The uncertainty about elections (doubts about whether the main parties wanted them) was somewhat allayed this week after Parliament finally passed two bills. The laws allow the government to announce poll dates, and not the Election Commission.
The Commission had argued that if the government is allowed to fix dates, it will do so only if it sees a chance to win. The government had said forging a consensus among the top parties to have elections was more important than following the Election Commission’s preparation timetable.
Parliament needs to pass three more bills, and if that is done by the weekend local elections can finally be held for the first time in 20 years. Local elections are also needed for Pushpa Kamal Dahal to transfer the prime ministership to Sher Bahadur Deuba, as mutually agreed.

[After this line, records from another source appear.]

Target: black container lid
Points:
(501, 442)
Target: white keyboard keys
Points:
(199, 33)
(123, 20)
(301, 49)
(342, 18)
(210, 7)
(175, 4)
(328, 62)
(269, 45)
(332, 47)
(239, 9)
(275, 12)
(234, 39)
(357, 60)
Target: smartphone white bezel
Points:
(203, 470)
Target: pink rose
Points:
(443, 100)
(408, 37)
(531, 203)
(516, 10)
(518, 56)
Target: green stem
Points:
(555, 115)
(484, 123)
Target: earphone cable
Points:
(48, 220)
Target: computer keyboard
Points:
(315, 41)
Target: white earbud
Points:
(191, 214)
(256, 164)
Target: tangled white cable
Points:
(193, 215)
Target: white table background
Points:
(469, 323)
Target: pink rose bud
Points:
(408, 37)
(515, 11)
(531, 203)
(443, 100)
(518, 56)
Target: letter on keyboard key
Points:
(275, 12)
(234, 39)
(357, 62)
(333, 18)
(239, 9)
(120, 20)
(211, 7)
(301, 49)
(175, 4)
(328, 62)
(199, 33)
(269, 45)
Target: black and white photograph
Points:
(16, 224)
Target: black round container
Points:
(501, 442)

Election Commissioner Ila Sharma, however, says passing the bills is not enough. “Apart from these election laws, we also need to know whether we are holding elections to existing or new local government bodies,” she told Nepali Times.
The commission set up to restructure local bodies has already submitted its report, which recommends 719 local bodies, and that has been greeted by sometimes violent protests across the country.

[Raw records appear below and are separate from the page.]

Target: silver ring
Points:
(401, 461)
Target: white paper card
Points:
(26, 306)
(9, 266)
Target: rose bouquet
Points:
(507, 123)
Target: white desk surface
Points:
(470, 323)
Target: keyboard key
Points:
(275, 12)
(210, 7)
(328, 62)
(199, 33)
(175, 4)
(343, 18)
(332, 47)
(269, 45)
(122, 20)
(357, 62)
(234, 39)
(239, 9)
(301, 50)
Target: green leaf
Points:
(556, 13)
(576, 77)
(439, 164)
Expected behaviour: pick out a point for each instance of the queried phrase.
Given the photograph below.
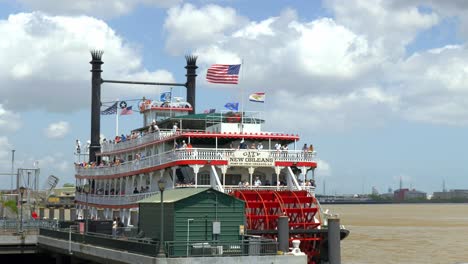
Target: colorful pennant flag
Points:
(209, 111)
(232, 106)
(111, 110)
(257, 97)
(223, 73)
(165, 97)
(126, 111)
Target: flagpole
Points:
(242, 97)
(117, 120)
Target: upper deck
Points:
(201, 156)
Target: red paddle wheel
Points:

“We need 120 days to hold elections after required laws are passed,” Sharma says, “meanwhile, the government must deploy staff to new municipal and village councils, and decide where their headquarters will be.”
The coalition, however, seems reluctant to endorse the report, fearing that Madhesi parties will harden their stand on amending the Constitution. They have sought amendment to the Constitution before holding local elections or restructuring local bodies.
Asked when the government will pass the report on local bodies, Local Development Minister Hitraj Pandey of the Maoist (Centre) shrugged. “How can we tell you when? It all depends on whether Tharu, Madhesi and Janjatis also support it,” he told Nepali Times.
But Pandey said his party was committed to holding local elections before the monsoon.
The Maoists were relegated to a distant third party in the 2013 elections, and fear losing more strength in the next polls. Dahal thinks his party may suffer an even more humiliating defeat if elections are held when he is out of power. He wants to hold at least one of the polls before vacating Baluwatar, and is trying to appease both UML and Madhesi parties.
UML is confident its nationalist stance will yield dividends at the ballot box, and appears more flexible on the Constitution. Some Madhesi parties are not satisfied even with the second amendment, and Dahal is trying to take them on board by promising a supplementary amendment bill.